Codability using RDD and DataFrame
With Spark2.0 release, there are 3 types of data abstractions
1. RDD
2. DataFrame (Untyped API)
3. DataSet (Typed API)
RDD (Spark1.0) → Dataframe(Spark1.3) → Dataset(Spark1.6)
RDD being the oldest available from 1.0 version to Dataset being the newest available from 1.6 version. Given same data, each of the 3 abstraction will compute and give same results to user. But they differ in performance and codability.
In this part of tutorial we will take up a use case to solve using RDD and DataFrame.

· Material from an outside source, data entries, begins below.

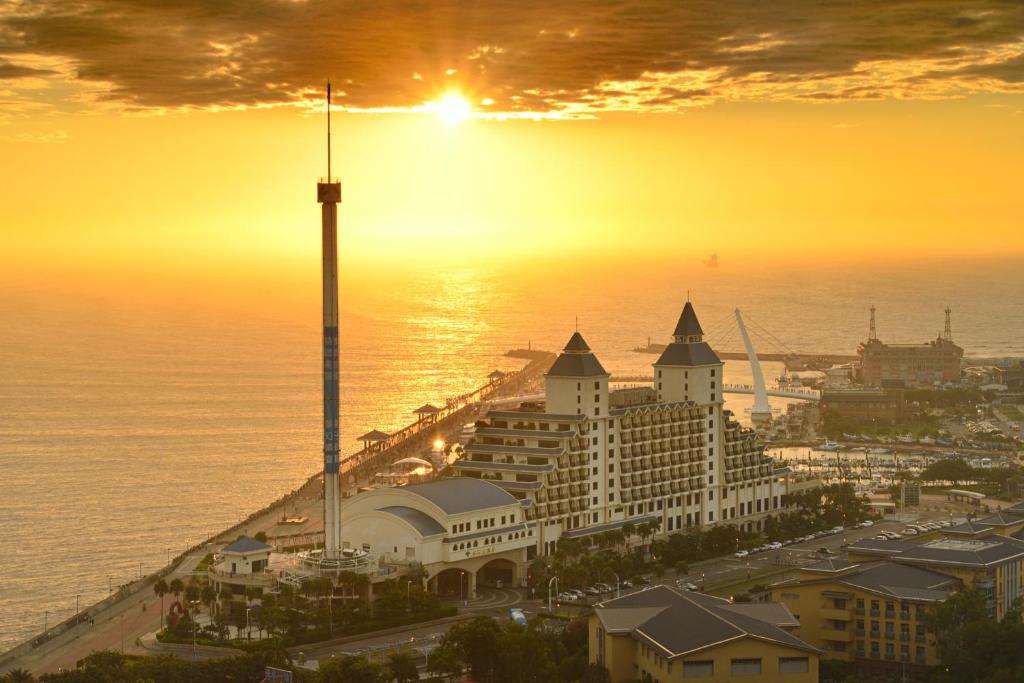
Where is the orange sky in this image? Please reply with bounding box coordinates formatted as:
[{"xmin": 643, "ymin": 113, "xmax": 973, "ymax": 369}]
[{"xmin": 0, "ymin": 2, "xmax": 1024, "ymax": 292}]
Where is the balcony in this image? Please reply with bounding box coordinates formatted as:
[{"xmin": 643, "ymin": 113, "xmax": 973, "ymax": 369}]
[
  {"xmin": 818, "ymin": 607, "xmax": 853, "ymax": 622},
  {"xmin": 820, "ymin": 629, "xmax": 853, "ymax": 643}
]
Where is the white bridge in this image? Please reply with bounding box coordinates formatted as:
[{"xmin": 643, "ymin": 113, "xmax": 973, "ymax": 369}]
[{"xmin": 490, "ymin": 308, "xmax": 821, "ymax": 417}]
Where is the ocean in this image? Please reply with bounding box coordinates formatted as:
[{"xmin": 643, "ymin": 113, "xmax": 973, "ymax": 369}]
[{"xmin": 0, "ymin": 254, "xmax": 1024, "ymax": 650}]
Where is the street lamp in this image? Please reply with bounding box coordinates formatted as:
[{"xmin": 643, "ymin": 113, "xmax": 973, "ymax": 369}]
[{"xmin": 188, "ymin": 600, "xmax": 199, "ymax": 661}]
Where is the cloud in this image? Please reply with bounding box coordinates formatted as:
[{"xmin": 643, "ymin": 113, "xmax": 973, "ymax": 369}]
[
  {"xmin": 0, "ymin": 130, "xmax": 69, "ymax": 144},
  {"xmin": 0, "ymin": 59, "xmax": 56, "ymax": 81},
  {"xmin": 0, "ymin": 0, "xmax": 1024, "ymax": 116}
]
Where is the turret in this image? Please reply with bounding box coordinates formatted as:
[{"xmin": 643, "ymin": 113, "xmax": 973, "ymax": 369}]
[
  {"xmin": 544, "ymin": 332, "xmax": 610, "ymax": 418},
  {"xmin": 654, "ymin": 301, "xmax": 722, "ymax": 405}
]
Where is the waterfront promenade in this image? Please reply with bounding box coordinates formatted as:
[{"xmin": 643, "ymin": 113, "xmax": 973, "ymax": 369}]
[{"xmin": 0, "ymin": 353, "xmax": 554, "ymax": 675}]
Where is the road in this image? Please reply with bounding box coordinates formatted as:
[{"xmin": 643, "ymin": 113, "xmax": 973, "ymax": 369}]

Use Case : Given the dataset we have to find the average salary for each designation
RDD Approach
def parseRecords(str: String): Tuple2[String, Int] = {
val fields = str.split(“\\|”)
(fields(3), fields(4).toInt)
}
val rdd = spark.sparkContext.textFile(“./dataset/u.user”)
val header = rdd.first()
val userRDD = rdd.filter(record=>record!=header)
val reduceAction = userRDD.map(record => parseRecords(record)).
map(e => (e._1, (e._2, 1))).
reduceByKey((r1, r2) => (r1._1 + r2._1, r1._2 + r2._2))reduceAction.map(element => (element._1, element._2._1/element._2._2)).
collect.foreach(e=>println(e))
DataFrame Approach
val userDF = spark.read.option(“header”,”true”).option(“inferSchema”,”true”).option(“sep”,”|”).csv(“./dataset/u.user”)
userDF.groupBy(col(“designation”)).agg(avg(col(“salary”))).show()
If you see the same use case can be easily achieved using DataFrame with more readability.